One set of researchers is already sounding the alarms, claiming that they’ve found a way to break 2048-bit RSA encryption with a quantum computer. While the claims may be premature, they hint toward a scary future that is perhaps closer than we once thought. Breaking RSA encryption would represent a massive privacy and security vulnerability for virtually every aspect of our digital lives—a master key for all our digital data.

And it’s not just our future data and communications at risk. The breaching of modern encryption protections can have deep retroactive impact as well, with the possibility that attackers are harvesting data now with the hope of decrypting it in the future.

“We know for a fact that store-now-decrypt-later attacks are happening right now, and their frequency will only increase the closer we get to delivering a fault-tolerant quantum computer,” says David Joseph, a research scientist at Sandbox AQ. “Once encrypted data has been exfiltrated, there is no way to protect it from future decryption and exploitation.”

Simply put, while your encrypted messages may be safe and private today, if someone captures them and holds onto them until they get access to a quantum computer, they’ll be able to decrypt and read them in the future.

The emergence of post-quantum cryptography

Post-quantum cryptography (PQC) refers to cryptographic algorithms that are resistant to attacks by both classical (i.e., the non-quantum ones we use today) and quantum computers. These algorithms are based on mathematical problems that are believed to be computationally hard for both types of computers. They serve as a backup plan to ensure that our data remains secure in a future where powerful quantum computers exist.

While PQC has been a topic of research and development for many years, it’s only just now starting to see early applications in the consumer protection space. This is due to a number of factors, including the increasing maturity of PQC algorithms and the growing awareness of the threat of quantum attacks. Last month, for example, Chrome just began supporting a PQC algorithm, though it will not be in wide use yet and will be dependent on broader ecosystem support.

Hybrid cryptography for comprehensive defense

One of the challenges of post-quantum cryptography is that it’s still in the early stages of development, lacking the track record of the widely used and time-proven classical cryptography of today.
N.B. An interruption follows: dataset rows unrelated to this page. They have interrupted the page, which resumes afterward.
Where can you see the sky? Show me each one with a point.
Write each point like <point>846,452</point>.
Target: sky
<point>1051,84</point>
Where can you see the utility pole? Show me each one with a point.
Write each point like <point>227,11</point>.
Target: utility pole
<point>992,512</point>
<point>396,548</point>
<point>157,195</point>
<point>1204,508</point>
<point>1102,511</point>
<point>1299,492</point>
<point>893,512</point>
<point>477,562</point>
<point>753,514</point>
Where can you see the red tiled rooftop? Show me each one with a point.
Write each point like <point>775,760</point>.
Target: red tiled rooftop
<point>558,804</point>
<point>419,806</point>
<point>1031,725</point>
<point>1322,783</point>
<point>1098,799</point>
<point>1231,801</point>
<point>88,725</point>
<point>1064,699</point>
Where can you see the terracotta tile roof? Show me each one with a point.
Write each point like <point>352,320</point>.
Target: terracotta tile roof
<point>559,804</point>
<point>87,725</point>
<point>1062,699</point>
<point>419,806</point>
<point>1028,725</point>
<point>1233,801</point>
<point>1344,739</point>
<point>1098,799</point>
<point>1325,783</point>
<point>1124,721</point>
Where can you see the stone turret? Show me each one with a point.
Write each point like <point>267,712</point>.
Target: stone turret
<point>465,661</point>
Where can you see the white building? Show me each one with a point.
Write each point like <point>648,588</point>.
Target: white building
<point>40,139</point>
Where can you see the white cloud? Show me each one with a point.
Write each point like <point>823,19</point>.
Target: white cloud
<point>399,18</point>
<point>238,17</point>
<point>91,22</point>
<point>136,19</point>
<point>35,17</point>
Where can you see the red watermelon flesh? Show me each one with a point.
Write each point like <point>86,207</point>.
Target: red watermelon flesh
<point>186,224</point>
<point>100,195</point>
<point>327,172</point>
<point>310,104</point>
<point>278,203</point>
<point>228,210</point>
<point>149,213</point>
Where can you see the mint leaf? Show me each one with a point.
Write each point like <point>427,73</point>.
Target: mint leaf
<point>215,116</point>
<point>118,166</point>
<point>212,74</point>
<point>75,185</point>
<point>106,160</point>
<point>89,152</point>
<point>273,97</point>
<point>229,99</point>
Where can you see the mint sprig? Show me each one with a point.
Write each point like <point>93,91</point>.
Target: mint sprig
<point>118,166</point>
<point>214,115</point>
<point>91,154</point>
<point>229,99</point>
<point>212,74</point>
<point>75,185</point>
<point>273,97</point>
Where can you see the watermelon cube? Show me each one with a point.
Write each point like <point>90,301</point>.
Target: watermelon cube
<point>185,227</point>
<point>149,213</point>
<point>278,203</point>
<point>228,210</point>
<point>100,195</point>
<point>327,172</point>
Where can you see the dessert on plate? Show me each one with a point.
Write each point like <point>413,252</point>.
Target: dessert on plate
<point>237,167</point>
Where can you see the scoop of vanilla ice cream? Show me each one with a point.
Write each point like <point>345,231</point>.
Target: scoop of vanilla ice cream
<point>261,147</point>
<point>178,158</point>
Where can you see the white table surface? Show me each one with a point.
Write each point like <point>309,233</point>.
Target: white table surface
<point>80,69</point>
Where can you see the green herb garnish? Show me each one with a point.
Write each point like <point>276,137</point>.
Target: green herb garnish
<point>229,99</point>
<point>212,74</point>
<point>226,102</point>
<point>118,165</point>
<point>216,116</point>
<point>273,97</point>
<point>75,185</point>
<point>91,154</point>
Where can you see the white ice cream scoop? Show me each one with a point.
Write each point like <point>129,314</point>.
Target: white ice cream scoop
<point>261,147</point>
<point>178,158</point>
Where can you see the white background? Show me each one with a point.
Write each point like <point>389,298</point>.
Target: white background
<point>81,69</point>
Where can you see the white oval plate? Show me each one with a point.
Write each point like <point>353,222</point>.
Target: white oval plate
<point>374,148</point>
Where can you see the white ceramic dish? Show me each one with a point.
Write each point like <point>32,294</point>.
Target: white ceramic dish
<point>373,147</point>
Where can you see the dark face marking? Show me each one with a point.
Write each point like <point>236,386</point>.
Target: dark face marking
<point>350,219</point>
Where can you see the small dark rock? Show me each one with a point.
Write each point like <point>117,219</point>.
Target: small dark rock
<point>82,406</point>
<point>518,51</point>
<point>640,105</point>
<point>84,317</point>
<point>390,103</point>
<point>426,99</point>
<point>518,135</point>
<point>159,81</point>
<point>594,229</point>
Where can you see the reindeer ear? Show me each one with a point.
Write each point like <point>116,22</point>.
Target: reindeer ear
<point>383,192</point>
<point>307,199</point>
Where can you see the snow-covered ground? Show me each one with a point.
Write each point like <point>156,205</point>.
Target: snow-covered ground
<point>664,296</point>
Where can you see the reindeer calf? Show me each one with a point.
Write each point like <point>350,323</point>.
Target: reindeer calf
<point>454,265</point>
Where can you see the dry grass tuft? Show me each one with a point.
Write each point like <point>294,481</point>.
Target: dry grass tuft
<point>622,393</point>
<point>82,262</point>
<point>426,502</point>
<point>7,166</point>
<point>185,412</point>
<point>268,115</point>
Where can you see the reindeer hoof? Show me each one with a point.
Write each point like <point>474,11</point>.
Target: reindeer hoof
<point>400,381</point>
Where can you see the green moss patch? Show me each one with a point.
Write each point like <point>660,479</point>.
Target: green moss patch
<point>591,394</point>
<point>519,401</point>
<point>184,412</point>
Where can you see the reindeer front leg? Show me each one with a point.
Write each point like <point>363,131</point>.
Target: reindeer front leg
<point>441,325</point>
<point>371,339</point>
That’s where hybrid cryptography comes in, providing a two-layered shield of sorts.

“A hybrid approach means that users are safe from attacks by classical computers without relying on post-quantum algorithms, and they also have the best chance we know of today of being safe from attacks by quantum computers,” explains Peter Membrey, Chief Engineering Officer at ExpressVPN. “Post-quantum algorithms are still relatively new and less battle-tested. By leaving classical cryptography in the hands of existing tried-and-true standards, we can ensure any unforeseen issues with post-quantum algorithms don’t impact the security or integrity of the broader cryptographic infrastructure—and by extension the security of users.”

As messaging app Signal recently explained in an announcement about quantum-resistant encryption, instead of replacing any existing classical cryptography, they use PQC to “[augment] existing cryptosystems such that an attacker must break both systems in order to compute the keys protecting people’s communications.”

The future of PQC in consumer applications

Recent advances in PQC in consumer apps are the vanguard of a new era in cybersecurity and a sign that the tech industry is taking quantum threats seriously. As quantum computing moves from science fiction to reality, the question isn’t whether we need post-quantum cryptography—it’s how quickly we can make it a standard feature in our digital lives. The clock is ticking, and soon more consumers will be asking not just what their apps are doing to protect their data today, but also how they’re preparing for the threats of tomorrow.